Runs are durable executions
A Run is one execution of a workflow version. Execution is durable: state is persisted at every step, so worker crashes, deploys, and restarts don't lose progress — the run resumes exactly where it left off, and completed steps are never re-executed.
Run lifecycle
| Status | Meaning |
|---|---|
Queued | Accepted; waiting for a worker slot. |
Running | Executing. Nodes stream status/metrics live. |
Retrying | A step failed transiently and is being retried under its retry policy. |
Succeeded | Completed; the result is available. |
Failed | Terminal failure — a step exhausted retries or hit a non-retryable error. |
Cancelled | Stopped by a caller. Cooperative first; force-terminate as the escape hatch. |
Deny/config/safety errors are terminal (no retry); transient/capacity/transport errors
retry with backoff. Errors are factual and actionable:
Worker disconnected — retrying in 4s (attempt 2 of 5).
Signals, queries, and human input
- Signals deliver data into a running run (
POST /v1/runs/{id}/signals/{name}) — resolve a human-approval node, feed mid-run parameters, or trigger a branch. - Queries read live run state without perturbing it.
- Input requests are the structured form: a node registers the JSON schema it needs, the
console renders the form, and the matching signal resolves it. Idempotent by
(run_id, request_id).
Cancellation
POST /v1/runs/{id}/cancel is cooperative: in-flight steps get a chance to clean up and
compensations run.
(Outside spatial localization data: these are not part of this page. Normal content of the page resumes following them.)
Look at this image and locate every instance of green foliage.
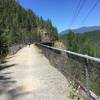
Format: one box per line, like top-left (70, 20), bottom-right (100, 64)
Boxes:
top-left (0, 33), bottom-right (9, 62)
top-left (69, 81), bottom-right (82, 99)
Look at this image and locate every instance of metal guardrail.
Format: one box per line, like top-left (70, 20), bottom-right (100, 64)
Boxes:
top-left (37, 43), bottom-right (100, 62)
top-left (37, 43), bottom-right (100, 100)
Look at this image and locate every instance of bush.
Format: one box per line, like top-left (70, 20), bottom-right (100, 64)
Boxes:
top-left (0, 34), bottom-right (9, 63)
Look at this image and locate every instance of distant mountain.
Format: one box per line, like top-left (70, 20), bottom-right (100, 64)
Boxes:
top-left (61, 26), bottom-right (100, 34)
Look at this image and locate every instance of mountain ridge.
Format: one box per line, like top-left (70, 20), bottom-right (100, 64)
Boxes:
top-left (61, 26), bottom-right (100, 34)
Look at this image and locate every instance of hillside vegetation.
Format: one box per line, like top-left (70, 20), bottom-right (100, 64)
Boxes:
top-left (61, 30), bottom-right (100, 58)
top-left (80, 30), bottom-right (100, 43)
top-left (0, 0), bottom-right (58, 61)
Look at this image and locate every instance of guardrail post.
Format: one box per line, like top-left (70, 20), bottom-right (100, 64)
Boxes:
top-left (85, 58), bottom-right (91, 100)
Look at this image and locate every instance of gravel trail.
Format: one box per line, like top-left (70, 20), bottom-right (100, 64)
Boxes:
top-left (0, 44), bottom-right (70, 100)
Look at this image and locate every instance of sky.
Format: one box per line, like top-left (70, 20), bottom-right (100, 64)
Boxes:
top-left (19, 0), bottom-right (100, 32)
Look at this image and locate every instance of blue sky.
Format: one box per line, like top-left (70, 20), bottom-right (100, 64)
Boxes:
top-left (19, 0), bottom-right (100, 32)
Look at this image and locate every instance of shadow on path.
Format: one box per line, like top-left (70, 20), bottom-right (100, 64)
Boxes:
top-left (6, 56), bottom-right (15, 60)
top-left (0, 72), bottom-right (16, 93)
top-left (0, 64), bottom-right (17, 70)
top-left (0, 64), bottom-right (31, 100)
top-left (7, 86), bottom-right (32, 100)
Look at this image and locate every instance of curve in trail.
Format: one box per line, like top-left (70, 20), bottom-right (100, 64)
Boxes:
top-left (0, 44), bottom-right (70, 100)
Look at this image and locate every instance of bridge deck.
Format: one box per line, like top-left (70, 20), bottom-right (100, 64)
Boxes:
top-left (0, 44), bottom-right (70, 100)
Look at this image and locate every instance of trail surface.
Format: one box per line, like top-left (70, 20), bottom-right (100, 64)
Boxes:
top-left (0, 44), bottom-right (70, 100)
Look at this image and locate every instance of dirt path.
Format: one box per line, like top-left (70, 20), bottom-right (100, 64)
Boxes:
top-left (0, 44), bottom-right (70, 100)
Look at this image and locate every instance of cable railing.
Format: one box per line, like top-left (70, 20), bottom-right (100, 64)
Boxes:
top-left (36, 43), bottom-right (100, 100)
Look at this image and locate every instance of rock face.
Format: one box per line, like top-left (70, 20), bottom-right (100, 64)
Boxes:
top-left (54, 41), bottom-right (67, 49)
top-left (41, 32), bottom-right (51, 43)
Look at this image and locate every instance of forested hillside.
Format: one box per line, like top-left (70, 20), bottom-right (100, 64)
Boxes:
top-left (0, 0), bottom-right (58, 61)
top-left (61, 30), bottom-right (100, 58)
top-left (80, 30), bottom-right (100, 43)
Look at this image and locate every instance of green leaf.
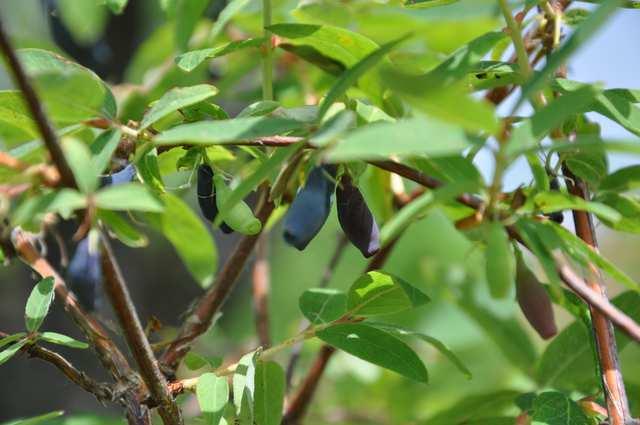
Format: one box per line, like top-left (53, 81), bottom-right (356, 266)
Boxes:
top-left (424, 391), bottom-right (520, 425)
top-left (145, 192), bottom-right (217, 288)
top-left (531, 392), bottom-right (589, 425)
top-left (592, 89), bottom-right (640, 136)
top-left (213, 175), bottom-right (262, 235)
top-left (62, 138), bottom-right (99, 193)
top-left (547, 221), bottom-right (640, 291)
top-left (0, 338), bottom-right (27, 366)
top-left (371, 323), bottom-right (472, 379)
top-left (0, 91), bottom-right (39, 142)
top-left (517, 0), bottom-right (625, 108)
top-left (90, 129), bottom-right (122, 174)
top-left (137, 149), bottom-right (165, 194)
top-left (254, 361), bottom-right (285, 425)
top-left (594, 192), bottom-right (640, 233)
top-left (0, 333), bottom-right (27, 350)
top-left (533, 191), bottom-right (621, 223)
top-left (233, 351), bottom-right (258, 424)
top-left (175, 0), bottom-right (210, 51)
top-left (155, 117), bottom-right (303, 146)
top-left (208, 0), bottom-right (251, 41)
top-left (467, 61), bottom-right (522, 91)
top-left (25, 277), bottom-right (55, 332)
top-left (536, 292), bottom-right (640, 391)
top-left (600, 165), bottom-right (640, 192)
top-left (197, 373), bottom-right (229, 425)
top-left (98, 210), bottom-right (148, 248)
top-left (237, 101), bottom-right (281, 118)
top-left (176, 38), bottom-right (266, 72)
top-left (214, 143), bottom-right (302, 227)
top-left (95, 183), bottom-right (164, 212)
top-left (268, 23), bottom-right (378, 74)
top-left (299, 288), bottom-right (347, 324)
top-left (16, 49), bottom-right (116, 122)
top-left (564, 149), bottom-right (607, 187)
top-left (316, 323), bottom-right (429, 382)
top-left (12, 189), bottom-right (87, 226)
top-left (39, 332), bottom-right (89, 349)
top-left (485, 222), bottom-right (515, 299)
top-left (105, 0), bottom-right (128, 14)
top-left (325, 117), bottom-right (473, 162)
top-left (380, 191), bottom-right (435, 245)
top-left (140, 84), bottom-right (219, 130)
top-left (57, 0), bottom-right (108, 45)
top-left (506, 84), bottom-right (601, 156)
top-left (0, 411), bottom-right (64, 425)
top-left (347, 271), bottom-right (429, 316)
top-left (309, 109), bottom-right (355, 147)
top-left (404, 0), bottom-right (460, 8)
top-left (459, 299), bottom-right (537, 375)
top-left (317, 34), bottom-right (409, 120)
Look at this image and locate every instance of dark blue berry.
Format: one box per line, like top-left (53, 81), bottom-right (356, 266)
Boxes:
top-left (336, 174), bottom-right (380, 258)
top-left (67, 237), bottom-right (102, 311)
top-left (283, 165), bottom-right (337, 250)
top-left (196, 164), bottom-right (234, 234)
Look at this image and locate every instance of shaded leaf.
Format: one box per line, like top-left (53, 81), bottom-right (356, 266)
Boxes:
top-left (140, 85), bottom-right (219, 130)
top-left (316, 323), bottom-right (429, 382)
top-left (39, 332), bottom-right (88, 349)
top-left (254, 361), bottom-right (285, 425)
top-left (299, 288), bottom-right (347, 324)
top-left (95, 183), bottom-right (164, 212)
top-left (145, 192), bottom-right (217, 288)
top-left (197, 373), bottom-right (229, 425)
top-left (25, 277), bottom-right (55, 332)
top-left (155, 117), bottom-right (303, 146)
top-left (176, 38), bottom-right (266, 72)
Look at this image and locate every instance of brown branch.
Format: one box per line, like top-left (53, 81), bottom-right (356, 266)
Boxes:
top-left (253, 234), bottom-right (272, 347)
top-left (553, 253), bottom-right (640, 343)
top-left (282, 238), bottom-right (399, 424)
top-left (0, 17), bottom-right (76, 188)
top-left (0, 331), bottom-right (113, 402)
top-left (100, 234), bottom-right (183, 425)
top-left (160, 188), bottom-right (275, 371)
top-left (11, 230), bottom-right (150, 425)
top-left (562, 167), bottom-right (633, 425)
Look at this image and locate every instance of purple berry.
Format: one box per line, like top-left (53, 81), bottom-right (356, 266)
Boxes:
top-left (336, 174), bottom-right (380, 258)
top-left (196, 164), bottom-right (233, 234)
top-left (516, 257), bottom-right (557, 339)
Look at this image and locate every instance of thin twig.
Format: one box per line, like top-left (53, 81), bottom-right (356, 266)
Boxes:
top-left (253, 234), bottom-right (272, 347)
top-left (0, 17), bottom-right (76, 188)
top-left (160, 188), bottom-right (275, 371)
top-left (553, 253), bottom-right (640, 343)
top-left (100, 234), bottom-right (183, 425)
top-left (0, 331), bottom-right (114, 402)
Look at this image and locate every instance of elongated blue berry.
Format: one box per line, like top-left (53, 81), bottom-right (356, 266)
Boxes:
top-left (196, 164), bottom-right (233, 234)
top-left (67, 237), bottom-right (102, 311)
top-left (547, 177), bottom-right (564, 223)
top-left (336, 174), bottom-right (380, 258)
top-left (100, 163), bottom-right (136, 187)
top-left (516, 256), bottom-right (557, 339)
top-left (283, 165), bottom-right (337, 250)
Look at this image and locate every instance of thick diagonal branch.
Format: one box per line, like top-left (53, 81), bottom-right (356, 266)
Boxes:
top-left (160, 189), bottom-right (275, 371)
top-left (100, 235), bottom-right (183, 425)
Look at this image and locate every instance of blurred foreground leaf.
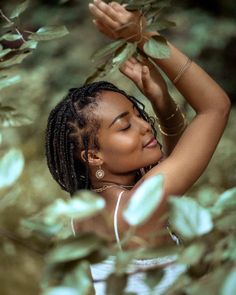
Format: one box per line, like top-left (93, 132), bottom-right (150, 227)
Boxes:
top-left (123, 174), bottom-right (164, 226)
top-left (10, 0), bottom-right (30, 19)
top-left (0, 149), bottom-right (24, 189)
top-left (29, 26), bottom-right (69, 41)
top-left (169, 196), bottom-right (213, 240)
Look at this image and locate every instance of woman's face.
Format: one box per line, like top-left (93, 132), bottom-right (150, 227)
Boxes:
top-left (94, 90), bottom-right (163, 174)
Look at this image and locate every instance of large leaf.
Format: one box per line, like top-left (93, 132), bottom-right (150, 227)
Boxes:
top-left (29, 26), bottom-right (69, 41)
top-left (0, 149), bottom-right (24, 189)
top-left (43, 190), bottom-right (105, 225)
top-left (46, 234), bottom-right (103, 264)
top-left (169, 197), bottom-right (213, 240)
top-left (91, 39), bottom-right (125, 60)
top-left (10, 0), bottom-right (30, 19)
top-left (111, 42), bottom-right (136, 70)
top-left (143, 35), bottom-right (170, 59)
top-left (123, 174), bottom-right (164, 226)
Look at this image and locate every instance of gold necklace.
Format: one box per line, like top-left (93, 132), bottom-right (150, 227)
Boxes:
top-left (92, 183), bottom-right (134, 193)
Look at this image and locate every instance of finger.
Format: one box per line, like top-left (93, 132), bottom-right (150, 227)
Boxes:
top-left (89, 3), bottom-right (119, 29)
top-left (141, 66), bottom-right (152, 89)
top-left (109, 1), bottom-right (128, 13)
top-left (129, 57), bottom-right (139, 64)
top-left (92, 19), bottom-right (115, 39)
top-left (93, 0), bottom-right (123, 23)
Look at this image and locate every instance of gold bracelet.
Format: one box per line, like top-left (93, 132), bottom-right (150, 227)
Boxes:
top-left (158, 117), bottom-right (187, 137)
top-left (164, 104), bottom-right (179, 121)
top-left (173, 58), bottom-right (192, 84)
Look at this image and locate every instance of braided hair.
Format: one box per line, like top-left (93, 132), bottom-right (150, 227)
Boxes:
top-left (45, 81), bottom-right (157, 196)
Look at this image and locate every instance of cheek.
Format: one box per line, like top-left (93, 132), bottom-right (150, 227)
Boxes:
top-left (101, 132), bottom-right (141, 157)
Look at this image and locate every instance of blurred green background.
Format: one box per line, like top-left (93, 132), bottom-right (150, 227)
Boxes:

Force-terminate exists for operators when cooperative cancel can't proceed.
Cancelling an already-terminal run is a no-op, not an error.
Determinism & replay
The orchestrator replays workflow code against recorded history to recover state, so workflow code must be deterministic — no wall-clock reads, randomness, or direct I/O in the coordinator; side effects live in activities. This is what makes record-replay debugging possible: any run's node-by-node history can be replayed and inspected in the trace inspector.